What You Can Do in One Hour
Karthik Chakkarapani, Vice President, Digital Transformation and Technology, Cisco
You can set up an online community, like interdisciplinary Slack channels, to encourage collaboration across your teams. A weekly brainstorming question posed by leadership – e.g. What’s a creative way to engage our vendors this week? – can help ensure everyone at all levels of the organization feels they are contributing to the business’ broader strategy.
Nir Eyal, Behavioral Design Consultant, Bestselling Author of “Indistractable”
Building a distraction-free workplace is an important part of the employee experience. You can start with very simple changes, like dedicating an hour for your team to talk openly about what’s distracting them. This sort of dialogue helps engender psychological safety and build more empathy among colleagues, who are now more attuned to their teammates’ different working styles and preferences.
John M. Doel, Partner, Digital Human Resources Transformation, KPMG
Design a quick survey – accessible from anywhere and on any connected device – that collects your team’s thoughts on culture, returning to in-person work, and other relevant topics that drive your organization’s employee experience. Such surveys should take less than five minutes to complete, and use a sliding number scale for easy answers to a consistent set of questions: How well is leadership supporting your goals? How does your work-life balance feel this week? That aggregated data, as simple as it is, paints a useful picture of your employee experience (EX) over time.
What You Can Do in One Quarter
Michele Yetman, Executive Vice President, Employee Success, Tableau and Salesforce
You can create a strong employee survey in a week, but the results will only become meaningful over the course of a few months, when leadership can identify trends over time. Leaders need to think about what problem they need to solve, and data tells you this story. For example, where are people falling out of your pipeline in the hiring process? What outliers can you spot when visualizing data? Data surfaces hidden opportunities that can make a big impact.
John M. Doel, Partner, Digital HR Transformation, KPMG
Establish processes for employees across human resources, information technology (IT), finance, and other critical functional areas that respond to essential needs. This is an integral moment to rethink standard administrative protocols in the interest of meeting employees where they are, and making it easier to respond.
Nir Eyal, Behavioral Design Consultant, Bestselling Author of “Indistractable”
Enforce company-wide boundaries around meetings and technology. Leaders should be explicit about what’s expected of their employees when it comes to responding to Slacks, attending extraneous meetings, and pinging colleagues with questions. These shared guidelines ensure nobody feels guilty for reinforcing their distraction-free work environment.

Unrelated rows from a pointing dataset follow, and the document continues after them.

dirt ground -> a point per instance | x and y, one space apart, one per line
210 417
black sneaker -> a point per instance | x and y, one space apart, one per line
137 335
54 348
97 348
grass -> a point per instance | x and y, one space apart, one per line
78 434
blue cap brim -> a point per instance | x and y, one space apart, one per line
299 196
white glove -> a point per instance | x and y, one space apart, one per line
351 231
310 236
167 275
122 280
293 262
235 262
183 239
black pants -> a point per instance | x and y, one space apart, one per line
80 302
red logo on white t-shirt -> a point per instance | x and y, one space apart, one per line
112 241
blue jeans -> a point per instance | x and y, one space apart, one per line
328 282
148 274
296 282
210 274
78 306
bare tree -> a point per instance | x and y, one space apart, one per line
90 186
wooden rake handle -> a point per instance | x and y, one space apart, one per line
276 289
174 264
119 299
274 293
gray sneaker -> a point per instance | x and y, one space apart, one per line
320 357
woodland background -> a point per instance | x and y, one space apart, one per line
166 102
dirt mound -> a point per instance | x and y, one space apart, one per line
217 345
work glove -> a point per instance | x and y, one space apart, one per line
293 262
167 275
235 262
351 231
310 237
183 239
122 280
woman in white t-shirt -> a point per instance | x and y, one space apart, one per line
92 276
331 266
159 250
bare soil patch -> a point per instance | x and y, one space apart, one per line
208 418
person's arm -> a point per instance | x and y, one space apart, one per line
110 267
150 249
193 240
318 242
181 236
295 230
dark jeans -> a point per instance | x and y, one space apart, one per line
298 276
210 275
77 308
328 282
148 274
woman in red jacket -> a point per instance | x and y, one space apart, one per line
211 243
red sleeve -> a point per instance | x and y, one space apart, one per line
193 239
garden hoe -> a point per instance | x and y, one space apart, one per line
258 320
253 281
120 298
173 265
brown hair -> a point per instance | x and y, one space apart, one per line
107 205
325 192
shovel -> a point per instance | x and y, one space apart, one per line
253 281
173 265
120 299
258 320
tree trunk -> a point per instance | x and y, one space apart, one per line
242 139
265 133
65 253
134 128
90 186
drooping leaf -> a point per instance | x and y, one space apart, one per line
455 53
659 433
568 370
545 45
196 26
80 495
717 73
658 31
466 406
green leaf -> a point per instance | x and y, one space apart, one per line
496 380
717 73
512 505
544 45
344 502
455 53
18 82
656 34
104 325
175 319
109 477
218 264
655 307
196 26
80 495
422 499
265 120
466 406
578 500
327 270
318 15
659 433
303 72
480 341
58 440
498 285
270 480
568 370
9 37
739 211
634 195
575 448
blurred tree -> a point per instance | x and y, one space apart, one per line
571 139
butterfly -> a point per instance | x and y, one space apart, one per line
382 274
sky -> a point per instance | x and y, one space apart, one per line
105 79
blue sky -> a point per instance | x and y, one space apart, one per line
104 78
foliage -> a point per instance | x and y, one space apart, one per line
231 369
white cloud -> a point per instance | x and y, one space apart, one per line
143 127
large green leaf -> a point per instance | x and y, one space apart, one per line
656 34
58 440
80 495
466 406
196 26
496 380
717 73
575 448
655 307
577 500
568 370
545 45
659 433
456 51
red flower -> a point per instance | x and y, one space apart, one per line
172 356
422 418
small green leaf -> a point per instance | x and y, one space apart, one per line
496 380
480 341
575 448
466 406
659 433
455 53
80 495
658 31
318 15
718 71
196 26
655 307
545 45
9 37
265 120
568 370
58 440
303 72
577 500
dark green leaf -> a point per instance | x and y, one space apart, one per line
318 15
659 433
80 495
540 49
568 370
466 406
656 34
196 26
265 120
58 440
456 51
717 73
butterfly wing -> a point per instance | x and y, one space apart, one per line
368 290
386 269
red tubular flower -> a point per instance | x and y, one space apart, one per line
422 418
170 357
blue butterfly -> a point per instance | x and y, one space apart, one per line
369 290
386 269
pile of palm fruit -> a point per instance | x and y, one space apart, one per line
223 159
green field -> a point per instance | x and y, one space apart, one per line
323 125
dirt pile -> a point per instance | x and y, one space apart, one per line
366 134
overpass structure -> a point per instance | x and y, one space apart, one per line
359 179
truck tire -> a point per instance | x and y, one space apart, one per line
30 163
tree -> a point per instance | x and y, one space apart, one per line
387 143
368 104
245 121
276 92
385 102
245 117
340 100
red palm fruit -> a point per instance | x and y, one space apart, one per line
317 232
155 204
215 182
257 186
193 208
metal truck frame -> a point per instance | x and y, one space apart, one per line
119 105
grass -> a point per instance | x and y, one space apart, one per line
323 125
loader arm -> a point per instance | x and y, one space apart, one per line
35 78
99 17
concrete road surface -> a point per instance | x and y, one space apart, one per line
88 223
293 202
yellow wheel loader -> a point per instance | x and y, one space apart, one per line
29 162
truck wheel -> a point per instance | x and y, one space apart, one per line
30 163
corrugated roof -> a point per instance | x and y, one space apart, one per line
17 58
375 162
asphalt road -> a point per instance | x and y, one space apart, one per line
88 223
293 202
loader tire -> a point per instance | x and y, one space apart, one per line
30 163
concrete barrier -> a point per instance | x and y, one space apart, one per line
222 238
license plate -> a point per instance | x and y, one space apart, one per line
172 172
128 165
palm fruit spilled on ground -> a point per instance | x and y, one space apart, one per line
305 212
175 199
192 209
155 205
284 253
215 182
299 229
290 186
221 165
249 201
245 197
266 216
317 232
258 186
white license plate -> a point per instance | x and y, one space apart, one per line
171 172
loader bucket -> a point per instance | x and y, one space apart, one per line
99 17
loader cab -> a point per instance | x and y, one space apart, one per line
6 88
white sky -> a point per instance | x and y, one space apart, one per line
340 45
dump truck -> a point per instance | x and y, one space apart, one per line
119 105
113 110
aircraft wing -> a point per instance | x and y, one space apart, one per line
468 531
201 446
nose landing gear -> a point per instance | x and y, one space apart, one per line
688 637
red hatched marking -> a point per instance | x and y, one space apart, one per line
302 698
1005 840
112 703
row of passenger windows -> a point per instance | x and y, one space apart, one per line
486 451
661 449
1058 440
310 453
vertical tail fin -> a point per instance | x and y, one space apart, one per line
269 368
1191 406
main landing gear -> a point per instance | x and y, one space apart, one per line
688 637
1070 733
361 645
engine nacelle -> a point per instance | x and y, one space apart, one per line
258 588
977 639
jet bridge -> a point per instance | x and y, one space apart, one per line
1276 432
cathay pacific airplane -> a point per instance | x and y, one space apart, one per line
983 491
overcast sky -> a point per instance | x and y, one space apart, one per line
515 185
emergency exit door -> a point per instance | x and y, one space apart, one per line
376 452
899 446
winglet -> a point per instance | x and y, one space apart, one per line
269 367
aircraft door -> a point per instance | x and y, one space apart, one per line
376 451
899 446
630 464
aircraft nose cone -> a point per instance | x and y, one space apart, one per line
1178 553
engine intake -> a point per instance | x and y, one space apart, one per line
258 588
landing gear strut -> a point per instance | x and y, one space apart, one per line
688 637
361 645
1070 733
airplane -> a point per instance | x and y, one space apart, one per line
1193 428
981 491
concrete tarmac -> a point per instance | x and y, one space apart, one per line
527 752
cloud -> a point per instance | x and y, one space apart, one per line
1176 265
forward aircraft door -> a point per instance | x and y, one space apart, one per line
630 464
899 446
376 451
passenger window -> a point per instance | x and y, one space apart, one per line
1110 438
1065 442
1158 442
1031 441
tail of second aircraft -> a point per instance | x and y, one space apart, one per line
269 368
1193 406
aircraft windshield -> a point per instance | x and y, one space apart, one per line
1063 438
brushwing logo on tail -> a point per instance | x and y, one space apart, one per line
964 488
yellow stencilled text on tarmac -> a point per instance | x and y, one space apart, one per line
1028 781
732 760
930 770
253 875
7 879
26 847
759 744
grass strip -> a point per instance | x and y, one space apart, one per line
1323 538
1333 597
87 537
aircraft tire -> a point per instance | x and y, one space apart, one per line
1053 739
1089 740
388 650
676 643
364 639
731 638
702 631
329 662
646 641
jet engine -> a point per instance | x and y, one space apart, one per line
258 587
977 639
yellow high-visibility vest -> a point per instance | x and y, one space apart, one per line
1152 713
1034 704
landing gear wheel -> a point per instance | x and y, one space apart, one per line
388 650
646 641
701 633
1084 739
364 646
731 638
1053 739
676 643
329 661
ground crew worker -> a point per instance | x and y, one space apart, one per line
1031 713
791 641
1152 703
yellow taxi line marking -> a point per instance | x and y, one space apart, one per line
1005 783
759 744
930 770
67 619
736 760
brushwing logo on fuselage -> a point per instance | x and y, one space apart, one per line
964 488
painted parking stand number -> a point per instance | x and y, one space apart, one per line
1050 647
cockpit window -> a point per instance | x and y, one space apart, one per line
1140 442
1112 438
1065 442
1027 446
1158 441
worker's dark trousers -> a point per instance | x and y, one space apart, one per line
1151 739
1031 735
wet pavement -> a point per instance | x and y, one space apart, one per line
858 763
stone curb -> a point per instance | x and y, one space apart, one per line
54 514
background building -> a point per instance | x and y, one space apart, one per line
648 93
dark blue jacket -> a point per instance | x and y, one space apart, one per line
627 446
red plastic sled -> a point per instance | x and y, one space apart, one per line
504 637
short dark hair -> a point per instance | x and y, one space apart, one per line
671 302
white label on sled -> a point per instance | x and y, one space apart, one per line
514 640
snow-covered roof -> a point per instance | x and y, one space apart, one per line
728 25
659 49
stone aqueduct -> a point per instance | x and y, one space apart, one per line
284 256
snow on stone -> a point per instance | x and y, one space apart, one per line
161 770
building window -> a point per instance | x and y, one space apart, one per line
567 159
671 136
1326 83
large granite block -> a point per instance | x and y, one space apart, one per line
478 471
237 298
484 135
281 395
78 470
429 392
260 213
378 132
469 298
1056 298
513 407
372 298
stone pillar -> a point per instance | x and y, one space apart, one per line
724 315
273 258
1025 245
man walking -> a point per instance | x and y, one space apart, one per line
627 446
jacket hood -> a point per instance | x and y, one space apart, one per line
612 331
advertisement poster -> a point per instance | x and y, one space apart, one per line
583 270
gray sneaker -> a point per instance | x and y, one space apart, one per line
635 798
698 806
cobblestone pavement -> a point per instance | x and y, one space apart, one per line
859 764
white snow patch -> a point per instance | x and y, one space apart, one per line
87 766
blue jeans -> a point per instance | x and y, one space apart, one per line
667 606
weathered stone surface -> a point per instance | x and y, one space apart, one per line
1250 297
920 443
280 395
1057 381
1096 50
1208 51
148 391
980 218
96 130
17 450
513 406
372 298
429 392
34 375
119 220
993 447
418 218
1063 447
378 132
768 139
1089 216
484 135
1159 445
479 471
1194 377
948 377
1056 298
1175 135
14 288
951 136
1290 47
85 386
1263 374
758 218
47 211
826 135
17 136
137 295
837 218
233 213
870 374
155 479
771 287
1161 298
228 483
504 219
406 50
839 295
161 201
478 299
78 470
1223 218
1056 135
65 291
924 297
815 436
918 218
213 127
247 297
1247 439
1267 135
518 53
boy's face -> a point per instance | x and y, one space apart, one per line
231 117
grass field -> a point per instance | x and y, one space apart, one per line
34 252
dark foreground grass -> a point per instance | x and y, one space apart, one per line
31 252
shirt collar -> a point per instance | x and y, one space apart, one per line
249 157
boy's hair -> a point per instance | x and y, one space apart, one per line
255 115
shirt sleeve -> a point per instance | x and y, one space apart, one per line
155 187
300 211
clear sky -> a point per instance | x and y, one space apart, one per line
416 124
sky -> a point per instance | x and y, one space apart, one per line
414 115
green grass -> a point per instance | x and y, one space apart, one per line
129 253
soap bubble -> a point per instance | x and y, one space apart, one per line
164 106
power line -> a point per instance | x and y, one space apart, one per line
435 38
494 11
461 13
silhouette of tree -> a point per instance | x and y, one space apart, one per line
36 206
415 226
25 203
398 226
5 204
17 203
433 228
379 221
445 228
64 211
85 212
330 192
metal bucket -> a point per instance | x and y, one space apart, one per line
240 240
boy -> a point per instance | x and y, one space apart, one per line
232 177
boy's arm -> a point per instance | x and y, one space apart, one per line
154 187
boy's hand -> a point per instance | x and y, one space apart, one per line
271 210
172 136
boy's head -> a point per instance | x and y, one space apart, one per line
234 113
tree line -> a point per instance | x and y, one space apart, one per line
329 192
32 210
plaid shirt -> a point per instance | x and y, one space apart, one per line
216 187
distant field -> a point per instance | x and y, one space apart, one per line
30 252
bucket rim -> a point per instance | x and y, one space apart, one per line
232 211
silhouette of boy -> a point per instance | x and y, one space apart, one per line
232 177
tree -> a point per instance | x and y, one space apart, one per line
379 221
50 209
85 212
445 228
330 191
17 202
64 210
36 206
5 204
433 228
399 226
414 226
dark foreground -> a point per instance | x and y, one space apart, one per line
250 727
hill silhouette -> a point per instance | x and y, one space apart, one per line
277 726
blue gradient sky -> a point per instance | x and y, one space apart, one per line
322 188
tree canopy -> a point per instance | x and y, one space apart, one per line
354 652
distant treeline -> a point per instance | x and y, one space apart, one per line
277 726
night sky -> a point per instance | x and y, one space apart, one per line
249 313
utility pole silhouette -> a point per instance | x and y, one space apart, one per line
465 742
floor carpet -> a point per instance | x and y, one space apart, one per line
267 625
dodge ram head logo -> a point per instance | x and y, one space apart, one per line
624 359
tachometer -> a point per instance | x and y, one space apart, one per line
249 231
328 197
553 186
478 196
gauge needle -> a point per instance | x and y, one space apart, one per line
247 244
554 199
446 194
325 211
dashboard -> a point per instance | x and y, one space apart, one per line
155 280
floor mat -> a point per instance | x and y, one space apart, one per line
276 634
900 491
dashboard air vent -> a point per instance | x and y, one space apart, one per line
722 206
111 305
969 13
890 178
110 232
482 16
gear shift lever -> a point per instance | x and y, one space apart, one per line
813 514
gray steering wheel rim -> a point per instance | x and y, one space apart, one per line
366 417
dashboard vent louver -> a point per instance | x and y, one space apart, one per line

What You Can Do in One Year
John M Doel, Partner, Digital HR Transformation, KPMG
Make sure your technology solutions speak to one another. This could mean integrating Slack, Google Docs, and your timesheet software to allow for a more streamlined and frictionless tech experience while working from home. Add new features, integrations, and digital automation to fill any gaps leftover.
Yusuf Tayob, Senior Managing Director, Accenture Salesforce Business Group
Develop a clear strategy for getting back into the workplace safely, and share it broadly for input before locking it in. This approach promotes employee health, safety, and wellbeing in parallel with mobilizing operations for security, compliance, and performance. Returning to the workplace is a journey and an actual test of how business leaders will not only build trust with their people and customers, but how they will reinvent business.
Michele Yetman, Executive Vice President, Employee Success, Tableau and Salesforce
Recent research indicates that 80% of employees want some connection to the office, but almost half of them just want to come in once per week – or less. To continue innovating in a changing world, you have to stay abreast of their needs. This could include reimagining how you use the office to connect, collaborate, and work, continuing virtual staff meetings to ensure equality for all participants, and coming together in person for your most creative work that requires interaction.